Adam & Michael discovered Stefan Brands' new blog called the Identity Corner. Stefan is of course the cryptographer who picked up from David Chaum and created a framework of mathematical formulas to deliver privacy control. Stefan's formulas as described in his book are rather complete, way too complete for all except talented mathematicians to understand, but his introductory 1st chapter remains a landmark in privacy literature.
Stefan points at another Identity blog, which postulates something called the Laws of Identity. For my money, there are too many MUSTs in the list to be reasonable.

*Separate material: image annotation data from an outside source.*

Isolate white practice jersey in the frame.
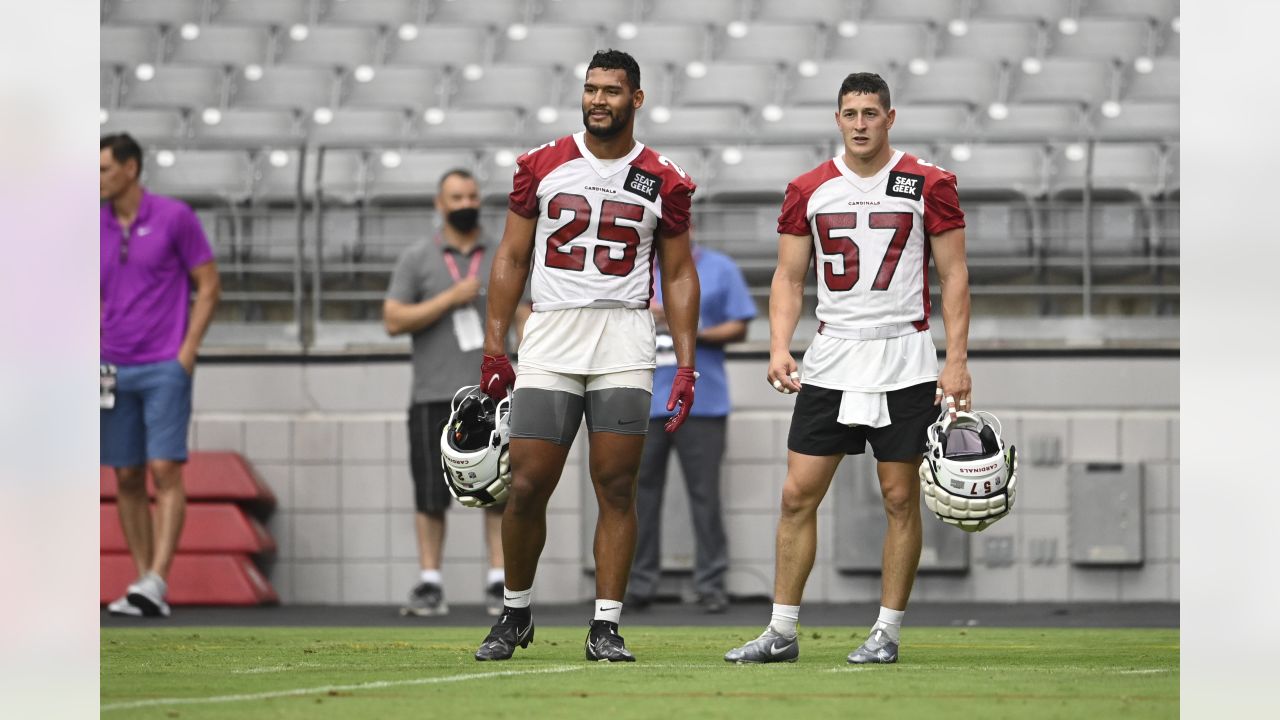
[778,150,964,391]
[508,131,696,313]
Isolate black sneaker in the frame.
[476,607,534,661]
[586,620,636,662]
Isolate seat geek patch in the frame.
[623,165,662,202]
[884,173,924,200]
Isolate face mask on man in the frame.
[444,208,480,233]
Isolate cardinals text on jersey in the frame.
[509,131,695,311]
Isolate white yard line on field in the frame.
[101,665,582,712]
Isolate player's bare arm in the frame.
[929,228,973,410]
[765,233,813,392]
[484,210,538,356]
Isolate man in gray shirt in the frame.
[383,169,503,615]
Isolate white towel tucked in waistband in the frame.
[836,389,890,428]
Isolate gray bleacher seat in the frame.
[105,0,209,26]
[384,23,490,67]
[1010,58,1115,106]
[978,102,1089,140]
[605,23,710,72]
[449,64,556,113]
[276,26,380,68]
[701,145,822,201]
[675,63,778,108]
[536,0,644,27]
[120,65,225,110]
[1050,18,1156,59]
[214,0,317,27]
[716,22,822,64]
[343,65,444,111]
[99,108,187,145]
[1093,100,1180,140]
[937,143,1046,201]
[826,20,933,65]
[430,0,531,28]
[99,26,163,65]
[320,0,428,28]
[498,24,600,68]
[1121,58,1181,102]
[232,65,337,113]
[310,108,413,145]
[191,108,306,142]
[143,147,253,204]
[893,58,1001,108]
[645,0,750,26]
[170,26,271,65]
[938,18,1042,63]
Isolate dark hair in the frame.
[836,73,893,110]
[435,168,476,191]
[586,49,640,92]
[97,132,142,176]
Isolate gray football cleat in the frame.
[849,629,897,665]
[724,626,800,665]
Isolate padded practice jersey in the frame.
[508,131,695,311]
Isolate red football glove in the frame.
[480,355,516,402]
[667,368,698,433]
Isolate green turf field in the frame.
[101,626,1178,720]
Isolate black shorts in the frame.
[787,380,938,462]
[408,400,503,515]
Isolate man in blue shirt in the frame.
[627,247,755,612]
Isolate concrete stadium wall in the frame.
[192,356,1179,603]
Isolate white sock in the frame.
[502,587,534,607]
[591,597,622,625]
[769,602,800,638]
[872,605,906,642]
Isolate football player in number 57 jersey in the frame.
[476,50,699,661]
[724,73,972,664]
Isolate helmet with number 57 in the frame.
[440,386,511,507]
[920,409,1018,533]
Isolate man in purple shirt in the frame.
[99,133,220,618]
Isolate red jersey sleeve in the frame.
[924,173,964,236]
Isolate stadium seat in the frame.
[430,0,530,28]
[105,0,207,26]
[214,0,319,27]
[449,64,556,113]
[120,65,225,110]
[99,26,164,65]
[893,58,1001,108]
[673,63,778,108]
[717,22,822,64]
[1121,58,1181,102]
[170,26,271,65]
[608,23,710,71]
[232,65,337,113]
[1050,18,1157,60]
[826,20,932,66]
[143,149,253,205]
[387,23,489,68]
[276,26,380,68]
[938,18,1047,64]
[645,0,750,26]
[99,108,187,140]
[498,24,599,68]
[1009,58,1116,106]
[703,145,820,201]
[343,67,444,111]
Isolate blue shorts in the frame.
[99,360,191,468]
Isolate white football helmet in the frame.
[440,386,511,507]
[920,409,1018,533]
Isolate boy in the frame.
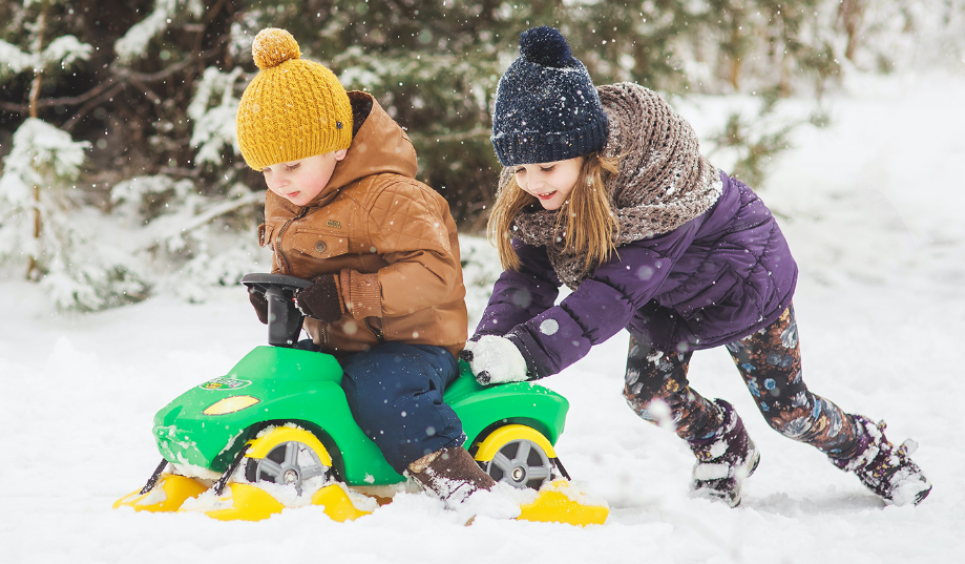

Especially, I think a description like Zooko's Triangle is a much clearer starting point. Zooko says that we can have any two of the following three: decentralised, secure and human meaningful. But we can't have all three; he put forth a challenge to prove him wrong and to date nobody's managed to do that.
Which of course brings us to Ricardo, which chooses secure and decentralised as its requirements (as have a lot of other systems, see the link for a list). That's because each client can then do a more or less transparent mapping for the user; although the problems that occur with this have sparked some thoughts and designs. In Ricardo we have generally told the user what contracts are named and let the user choose their account names, but there is a more powerful way to solve this is: use pet names.
These are words or phrases that the user chooses herself to label things her software agent knows about. Because the user invented the name, by herself, she and her agent are the only ones who know. So when a secure global name turns up trying to phish her, the hope is that the absence of any familiar pet name will complete the security model conundrum left by Zooko above.
So far so good, and if you've kept pace with the phishing season, this is analogous to what Amir & Ahmad propose for site logos - except with logos and images rather than words. It's *not* analogous to what I propose with branded CAs (also adopted in A&A's paper) but that's because the CAs exist in a centralised, not global space - we don't need to drop the meaningful name then. (Put the two together and we have a quite powerful solution. It's the best I've seen so far at least.)
Which brings us full square back to Stefan who's proposals have little to do with the basic nymous technique that is pervasive in these concepts. It will be interesting to see how he integrates his proposals with those behemoths of PKI and the replacement, Federated Identity.